Most criminal law systems begin a criminal process with an indictment which will lead to trial, unless there is a plea bargain disposition to the case (a uniquely Anglo-American phenomenon). In the ICC, however, there is an additional step -- the confirmation of charges.
Brace yourself here for a bit of legal jargon. What is commonly referred to as an "indictment" at the ICC is actually the issuance of an arrest warrant or a "summons to appear" for the suspects by a Pre-Trial Chamber (PTC), which under Article 15 of the Rome Statute requires sufficient evidence to provide a "reasonable basis" to believe that the crimes were committed. Once a suspect has been arrested or has voluntarily appeared in response to a summons, however, the charge still must be "confirmed" -- that is, the PTC must find sufficient evidence to find "substantial grounds" that the crimes were committed. In this way, Article 61(7) of the Statute sets up an even higher hurdle for the prosecution to clear in order for the case to be propelled to trial. If he fails to do so, the suspect must be dismissed. This had not yet happened in the history of the Court -- until last week.
Callixte Mbarushimana was arrested at his home in Paris in 2010 by French authorities in order to fulfill an arrest warrant issued by the Court in September 2010. After months of hearings, the PTC-I decided not to confirm the charges, and the Prosecutor's appeal was rejected. This would have required Mbarushimana's immediate release from custody was he not still subject to a UN travel ban. But wait a second -- it looks like a man who is at the least affiliated with a genocidal militia has been set free. How is this a good thing?
Firstly, last week's dismissal shows the world that the ICC will indeed dismiss charges when they are unfounded and/or poorly delineated. In fact, the PTC-I criticized the Prosecutor for its ambiguous and vague charging document in paragraphs 82 through 85 of the December 16 decision. This allays the fears of non-state parties, such as the USA, that the Prosecutor is dangerously unaccountable and potentially a political actor. It also serves to undermine arguments of defiant African member states that have been bucking ICC rulings in protest of its alleged anti-African bias.

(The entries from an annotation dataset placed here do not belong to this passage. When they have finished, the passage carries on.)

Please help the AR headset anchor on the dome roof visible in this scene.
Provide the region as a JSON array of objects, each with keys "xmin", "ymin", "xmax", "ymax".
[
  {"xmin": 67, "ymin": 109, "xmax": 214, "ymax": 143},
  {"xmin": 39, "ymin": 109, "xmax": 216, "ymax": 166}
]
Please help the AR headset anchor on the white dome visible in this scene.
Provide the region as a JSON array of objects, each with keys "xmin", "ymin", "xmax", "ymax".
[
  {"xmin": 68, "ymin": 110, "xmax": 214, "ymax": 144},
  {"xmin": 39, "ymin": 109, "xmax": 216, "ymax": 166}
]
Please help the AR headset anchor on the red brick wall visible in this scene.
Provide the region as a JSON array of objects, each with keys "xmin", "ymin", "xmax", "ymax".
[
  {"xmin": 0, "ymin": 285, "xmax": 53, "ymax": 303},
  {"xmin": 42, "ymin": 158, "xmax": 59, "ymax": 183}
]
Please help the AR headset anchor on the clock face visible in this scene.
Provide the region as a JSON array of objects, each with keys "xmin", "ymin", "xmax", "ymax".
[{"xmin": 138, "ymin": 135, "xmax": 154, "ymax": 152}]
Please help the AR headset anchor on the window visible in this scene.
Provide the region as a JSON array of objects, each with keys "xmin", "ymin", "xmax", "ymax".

Secondly, and on a(n even) more nerdy note, the decision distinguished between two forms of individual criminal liability, filling what was previously a huge gap in ICC case law. After the breakup of Yugoslavia, the UN's International Criminal Tribunal for Yugoslavia (ICTY) created a form of extended liability known as joint criminal enterprise, or JCE, which essentially holds all members of a group equally liable for a common criminal plan and purpose, as long as each member made a "significant" contribution to the plan. JCE expanded liability to encompass the unique circumstances of modern war crimes and crimes against humanity, as exemplified by radical Serbian armed groups. So-called JCE III, however, went even further in holding all members of a group liable for one member's actions, even if they went beyond the original plan or purpose. For example, if a group of Serbian soldiers planned on pillaging a Bosnian town but one especially sadistic soldier decided to gun down the entire village, the entire squad could be held liable for the murders.

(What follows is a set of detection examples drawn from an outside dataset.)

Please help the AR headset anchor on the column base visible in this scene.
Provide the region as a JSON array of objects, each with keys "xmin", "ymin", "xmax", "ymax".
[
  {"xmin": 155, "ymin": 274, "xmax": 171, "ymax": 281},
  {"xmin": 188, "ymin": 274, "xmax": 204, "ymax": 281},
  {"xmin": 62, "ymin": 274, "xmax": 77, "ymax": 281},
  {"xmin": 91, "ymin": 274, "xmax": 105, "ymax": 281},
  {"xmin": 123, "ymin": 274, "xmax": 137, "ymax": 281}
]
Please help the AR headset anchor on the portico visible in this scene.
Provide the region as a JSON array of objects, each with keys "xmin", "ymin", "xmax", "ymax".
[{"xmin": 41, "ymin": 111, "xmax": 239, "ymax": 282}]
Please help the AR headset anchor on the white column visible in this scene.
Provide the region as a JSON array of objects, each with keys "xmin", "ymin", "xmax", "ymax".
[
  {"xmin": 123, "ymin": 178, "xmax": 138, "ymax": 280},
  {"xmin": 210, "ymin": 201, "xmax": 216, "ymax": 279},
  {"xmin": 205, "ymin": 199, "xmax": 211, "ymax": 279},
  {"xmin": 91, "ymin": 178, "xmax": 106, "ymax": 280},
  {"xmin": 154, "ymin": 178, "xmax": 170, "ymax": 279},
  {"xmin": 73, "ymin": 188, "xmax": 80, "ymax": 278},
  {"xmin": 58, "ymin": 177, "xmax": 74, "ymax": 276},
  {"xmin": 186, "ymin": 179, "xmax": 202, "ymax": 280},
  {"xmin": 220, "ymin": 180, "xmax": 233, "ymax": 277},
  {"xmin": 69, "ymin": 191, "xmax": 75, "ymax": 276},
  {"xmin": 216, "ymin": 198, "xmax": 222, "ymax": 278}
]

In the December 16 decision, the PTC-I stated that the Rome Statute requires "significant" contributions to a common plan, not just "substantial" contributions as required by ICTY JCE jurisprudence. The PTC-I found that Mbarushimana's press releases regarding FDLR actions, written from Paris and apparently unread by soldiers on the ground in the DRC, did not constitute "any contribution to the commission of such crimes, even less a 'significant' one." This decision therefore definitively distanced the ICC from the over-extension of criminal liability imposed by the ICTY JCE decisions.
It's easy to say that dictators, tyrants, terrorists, or people involved with allegedly criminal organizations are guilty and deserve to be shot. My Facebook news feed seethes with these comments every time a Gaddafi or Kim Jon Il dies ("Burn in hell!" said one informed observer from *cough* Long Island). It is important to remember, however, that we no longer live in an age where we can summarily execute those who are responsible for the gravest of atrocities. Even Gaddafi deserved a trial, and the fact that he was executed by rebel forces is a tragedy (not to mention a war crime). Only in this way will those who would otherwise commit genocide, mass rape, or torture see that impunity for dictators has vanished, and that even the most powerful are subject to the bounds of law and humanity. Last week's decision by the PTC-I judges furthers this cause more than any conviction ever could have. And for that, I applaud them.